Public service reshuffles risk obstructing much-needed change
John FitzGerald: Reorganisation can be successful but requires a targeted plan
Former minister for health Mary Harney: showed real leadership in reorganisation of cancer services, in spite of significant local opposition. Photograph: James Horan/Collins
The transfer of responsibility for climate change in 2016 from the Department of the Environment and Local Government to the former department of communications had unintended consequences. While there were reasonable theoretical arguments for making this move, the necessary reorganisation of departments seriously delayed the development of a progressive climate change policy as the new department tried to build its expertise in the area.
In addition to the loss of skills and expertise, the experience of decades of chopping and changing departmental titles and functions is that the act of reorganisation itself absorbs much of the attention of those making the change, leaving little time or energy for normal business.
The establishment of the HSE, and its successive internal reorganisation into different regional units is a prime example. Eight health boards, briefly 11, were abolished without a clear plan to replace them.
The HSE first set up four regional divisions, then broke up into 32 local health offices, then into the present nine community health organisations, and is now about to be reshuffled again into six regional units.
It’s not just the public sector has problems with major organisational change – just look at the bizarre break-up of the proposed Nissan-Renault merger.
To be successful, a major reorganisation needs to have a clear rationale and objectives, be well-planned and executed with leadership and skill.
All too often, reorganisation has been seen as a magic bullet to deal with a policy problem, and then executed without a proper implementation plan. Even if reorganisation is the right solution, change management is a delicate art.

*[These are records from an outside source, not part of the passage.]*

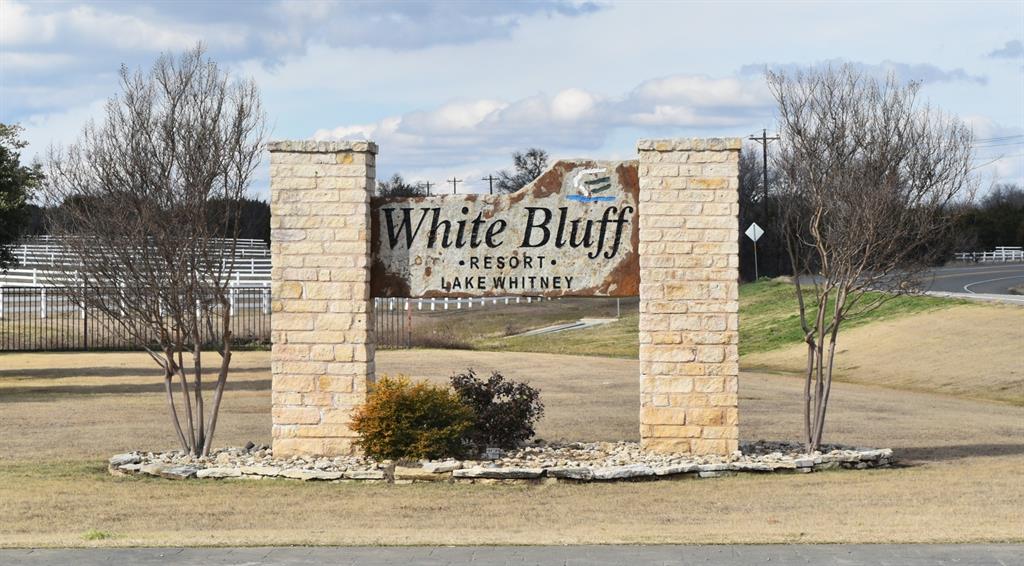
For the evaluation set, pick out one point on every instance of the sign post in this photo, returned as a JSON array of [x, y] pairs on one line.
[[755, 232]]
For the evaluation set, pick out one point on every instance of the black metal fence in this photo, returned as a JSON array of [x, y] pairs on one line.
[[46, 318]]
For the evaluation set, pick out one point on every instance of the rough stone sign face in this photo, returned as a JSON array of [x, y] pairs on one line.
[[573, 231], [663, 227]]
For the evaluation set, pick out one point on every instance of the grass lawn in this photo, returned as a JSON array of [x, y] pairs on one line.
[[768, 319], [62, 415]]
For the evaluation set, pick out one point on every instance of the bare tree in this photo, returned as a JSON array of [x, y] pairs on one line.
[[868, 177], [150, 251], [526, 166], [397, 186]]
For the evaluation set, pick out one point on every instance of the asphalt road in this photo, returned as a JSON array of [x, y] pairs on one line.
[[724, 555], [990, 278]]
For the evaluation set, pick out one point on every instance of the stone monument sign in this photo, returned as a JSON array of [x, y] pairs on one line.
[[572, 231], [664, 227]]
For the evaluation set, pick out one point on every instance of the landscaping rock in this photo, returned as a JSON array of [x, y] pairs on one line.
[[269, 471], [153, 469], [576, 462], [219, 473], [118, 461], [498, 473], [310, 475], [623, 472], [366, 475], [177, 472], [419, 474], [441, 467], [580, 474], [676, 469]]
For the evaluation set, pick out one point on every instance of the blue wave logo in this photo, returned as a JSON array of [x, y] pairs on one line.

In general, ministers would do well to steer clear of taking on such changes and concentrate on providing policy direction.

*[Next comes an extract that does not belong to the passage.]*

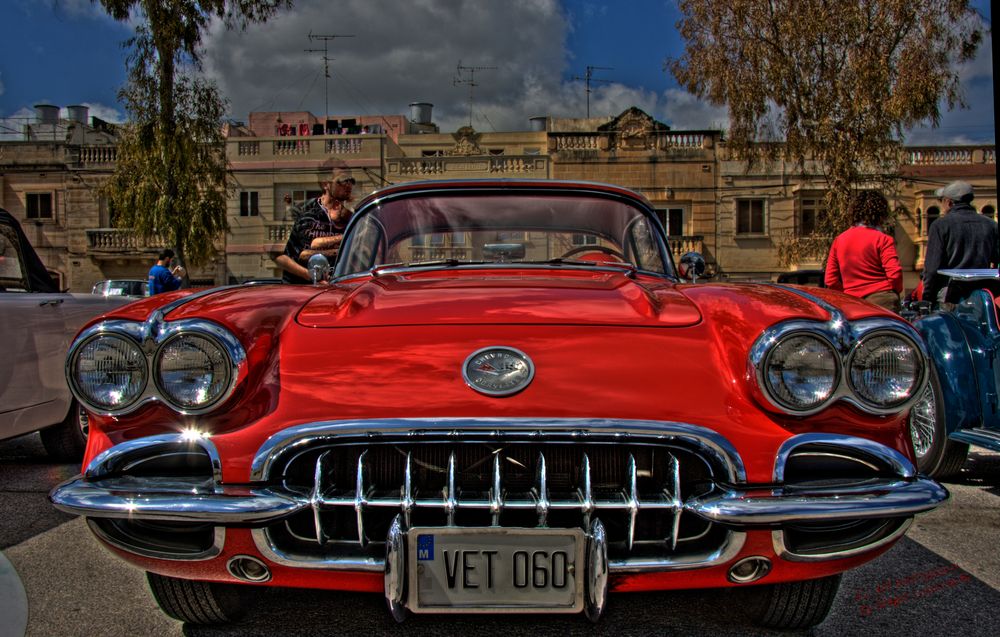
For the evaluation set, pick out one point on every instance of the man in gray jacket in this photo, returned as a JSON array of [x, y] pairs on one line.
[[962, 239]]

One example of successful change, backed by strong ministerial leadership, was the reorganisation of cancer services into eight regional centres of excellence. Given strong evidence that cancer centres with a critical mass of patients and a range and depth of expertise saved lives, Mary Harney showed real leadership in driving this change through, in spite of significant local opposition to losing a cancer service down the road. The result: more people remain alive today.

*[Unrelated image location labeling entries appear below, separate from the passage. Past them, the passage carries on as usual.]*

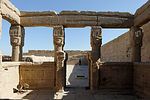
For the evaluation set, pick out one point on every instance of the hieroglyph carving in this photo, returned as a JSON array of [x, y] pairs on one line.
[[17, 34], [59, 36], [96, 41]]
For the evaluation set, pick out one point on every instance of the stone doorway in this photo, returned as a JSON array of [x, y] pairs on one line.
[[77, 71]]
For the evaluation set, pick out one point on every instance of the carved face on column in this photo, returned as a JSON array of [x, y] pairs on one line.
[[17, 35], [96, 36], [59, 37]]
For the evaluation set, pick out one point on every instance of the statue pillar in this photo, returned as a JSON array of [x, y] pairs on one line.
[[59, 37], [17, 33], [96, 41], [136, 43], [0, 26]]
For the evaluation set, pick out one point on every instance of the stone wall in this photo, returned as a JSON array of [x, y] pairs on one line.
[[116, 76], [40, 76], [119, 49], [142, 80], [9, 79], [145, 53]]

The lesson that centralised, high-volume services with skilled and expert staff in fewer centres yields better outcomes holds true across many other health disciplines. Given our propensity to elect local hospital candidates, and to dislodge those who favour reform, it will take real political courage for the incoming government to apply the lessons of the 2007 cancer strategy to a wide range of other clinical areas. But there could be real payoffs in reducing deaths and long-term incapacity.
Tackling health, housing and climate change will absorb enough energy without getting sidetracked
Political ideas, values and choices matter. We expect government and individual ministers to set strategic direction. If we don’t like what they do, or the policies they pursue, we can replace them at the next election.
A real strength of our system is that we have an impartial public service to advise ministers on broad policy options, and to work on the details of policy and its implementation. Successive external bodies, from the OECD to the troika, have rated the quality of our public service as high.
While our public service has the task of implementing government policy, they also have a duty to alert ministers where they perceive that policy may risk contravening the public good. A clear separation of political and Civil Service roles is important. Ministers should leave the management of the department and the administration of schemes to the professional civil servants. Civil servants should not get so close to ministers that they risk losing objectivity and impartiality.
The “cash for ash” disaster in the North shows the danger of civil servants getting too close to ministers or their special advisers. In Northern Ireland, the continued churn of civil servants from job to job contributed to the debacle. Across the system, there was also a common view that funds from the mainland should be maximised, and a neglect of the obligation to ensure value for the public money involved.
Dominic Cummings, having delivered Brexit, is now turning his attention to disrupting the UK civil service in ways which could make it more subservient to temporary political needs. Fortunately, in this election there is no suggestion of plans for a similar assault on this important bulwark of our democratic institutions. Neither are candidates mooting any major administrative reorganisations.
Tackling health, housing and climate change will absorb enough energies of the incoming government, without getting side-tracked into further reshuffling.